栄村 >  『エデン』や『ソラリス』は、異星の生命体との接触をテーマにしていましたが、この『砂漠の惑星』で地球人が遭遇したのは無数の小型機械から成る「黒い雲」のような集合体。しかも、それも生みだした異星人たちは大昔に滅びている。主のいないまま、機械だけが数百万年の時の中で惑星の環境に適応し、独自の進化を遂げた果てに出てきたのは、ふだんは太陽エネルギーを吸収しながら砂漠に散在しているものの、何かの異常を察知すると、黒い雷雲のような群体となり、全体が一個の巨大な電子脳と電磁場兵器をそなえた戦闘兵器と化す。もとより、地球人の望むコンタクトは最初から不可能ですね。
雀部 >  というか、最初からコンタクトが取れない(難しい)異生命体を描くのが目的ですもんね(笑)
栄村 >  小説の中で、生物学者のラウダが「一般に、われわれが知っている機械は、すべて、それ自身のために奉仕するものではなくて、他の誰かのために奉仕するものです」と語っている部分がありましたが、この中に出てくるのは、自らの生存を何にもまして優先する機械であり、われわれの身のまわりにある“工業製品”としてのロボットとはまったく異なっている。造りだした者たちの手をはなれて数百万年も存在し、しかも状況に応じて自らの形を変化させ“進化”している凄い存在ですね。それにくらべると“黒雲”と惑星の地表を炎の地獄に変えるほどの激しい戦いを繰り広げるロボット戦車キュクロプスも、人間がたてたプログラムを呑み込んで動いている――そういう意味ではわれわれが日常使っているパソコンや電卓と基本的にはおなじ系列の道具のように思えてくる。キュクロプスと黒雲との激しい戦闘の後、損傷した地球のヒューマノイド・タイプのロボットを描いた場面がありましたが、あのときロボットは、電子脳に損傷を負い、障害物を越えようとおなじ行動をくり返しますが、いかにもプログラム・エラーを起こしているという感じでしたね。

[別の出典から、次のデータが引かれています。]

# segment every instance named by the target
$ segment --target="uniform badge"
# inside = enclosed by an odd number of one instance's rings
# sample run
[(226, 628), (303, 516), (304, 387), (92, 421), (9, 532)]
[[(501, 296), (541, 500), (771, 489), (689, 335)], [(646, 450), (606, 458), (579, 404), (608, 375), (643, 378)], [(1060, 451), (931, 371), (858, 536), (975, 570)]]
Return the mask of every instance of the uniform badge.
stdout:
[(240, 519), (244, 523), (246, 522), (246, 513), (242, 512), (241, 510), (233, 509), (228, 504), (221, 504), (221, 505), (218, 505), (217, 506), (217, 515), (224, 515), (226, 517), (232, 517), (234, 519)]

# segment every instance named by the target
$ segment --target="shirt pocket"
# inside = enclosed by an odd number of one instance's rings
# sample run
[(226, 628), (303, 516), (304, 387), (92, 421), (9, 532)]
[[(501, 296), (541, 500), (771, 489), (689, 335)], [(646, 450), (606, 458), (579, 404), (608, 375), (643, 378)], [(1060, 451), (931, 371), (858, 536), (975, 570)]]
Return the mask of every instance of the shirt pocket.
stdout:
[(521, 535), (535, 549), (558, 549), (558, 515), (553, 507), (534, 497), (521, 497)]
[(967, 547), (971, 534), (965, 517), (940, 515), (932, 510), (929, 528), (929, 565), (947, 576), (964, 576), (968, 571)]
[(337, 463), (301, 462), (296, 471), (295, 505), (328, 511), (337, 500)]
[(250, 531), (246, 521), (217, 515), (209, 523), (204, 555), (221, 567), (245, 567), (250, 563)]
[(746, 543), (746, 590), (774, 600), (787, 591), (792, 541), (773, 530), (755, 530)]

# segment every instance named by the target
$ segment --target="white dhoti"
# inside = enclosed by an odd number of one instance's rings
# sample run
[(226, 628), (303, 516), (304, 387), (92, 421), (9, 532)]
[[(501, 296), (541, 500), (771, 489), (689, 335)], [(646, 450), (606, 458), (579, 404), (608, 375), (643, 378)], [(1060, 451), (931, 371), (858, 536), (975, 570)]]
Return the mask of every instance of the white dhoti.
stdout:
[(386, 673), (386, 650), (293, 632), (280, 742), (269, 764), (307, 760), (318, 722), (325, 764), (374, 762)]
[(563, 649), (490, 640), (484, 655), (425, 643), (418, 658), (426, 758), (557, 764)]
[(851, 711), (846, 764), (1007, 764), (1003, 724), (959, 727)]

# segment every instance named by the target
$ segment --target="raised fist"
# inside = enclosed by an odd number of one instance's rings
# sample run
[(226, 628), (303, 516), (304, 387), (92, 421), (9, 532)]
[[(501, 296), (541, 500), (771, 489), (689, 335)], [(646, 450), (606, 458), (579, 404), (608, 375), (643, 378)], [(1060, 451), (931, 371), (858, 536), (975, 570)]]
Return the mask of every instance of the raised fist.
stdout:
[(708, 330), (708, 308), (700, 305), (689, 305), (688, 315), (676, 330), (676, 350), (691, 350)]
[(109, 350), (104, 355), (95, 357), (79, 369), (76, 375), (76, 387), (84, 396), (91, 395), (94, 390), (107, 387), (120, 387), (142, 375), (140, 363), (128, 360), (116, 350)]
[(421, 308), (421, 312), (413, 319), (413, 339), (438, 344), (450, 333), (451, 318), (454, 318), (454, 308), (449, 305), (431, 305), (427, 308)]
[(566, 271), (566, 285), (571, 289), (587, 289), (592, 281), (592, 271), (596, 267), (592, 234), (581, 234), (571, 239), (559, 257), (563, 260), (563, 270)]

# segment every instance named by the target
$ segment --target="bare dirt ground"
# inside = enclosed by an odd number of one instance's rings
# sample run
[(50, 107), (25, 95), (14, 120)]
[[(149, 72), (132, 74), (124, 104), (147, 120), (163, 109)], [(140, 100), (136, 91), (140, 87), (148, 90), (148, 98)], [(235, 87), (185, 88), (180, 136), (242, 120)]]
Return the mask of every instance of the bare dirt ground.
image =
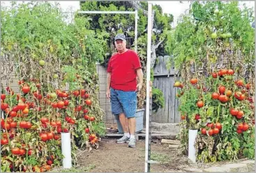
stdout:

雀部 >  あそこは、上手いなぁと。1964年に書かれた本とは思えません。
栄村 >  ところで、この小説に出てくる“黒雲”ですが、20年近く後の1983年に書かれた作品で、ふたたびこのアイデアを展開したものがあるんですよ。『砂漠の惑星』では、琴座星人の造りだした機械同士の生存競争から、黒雲が生まれたという設定だけど、これでは近未来、軍拡競争とバイオテクノロジーの発達の中から、おなじようなものが出てくるという設定で……。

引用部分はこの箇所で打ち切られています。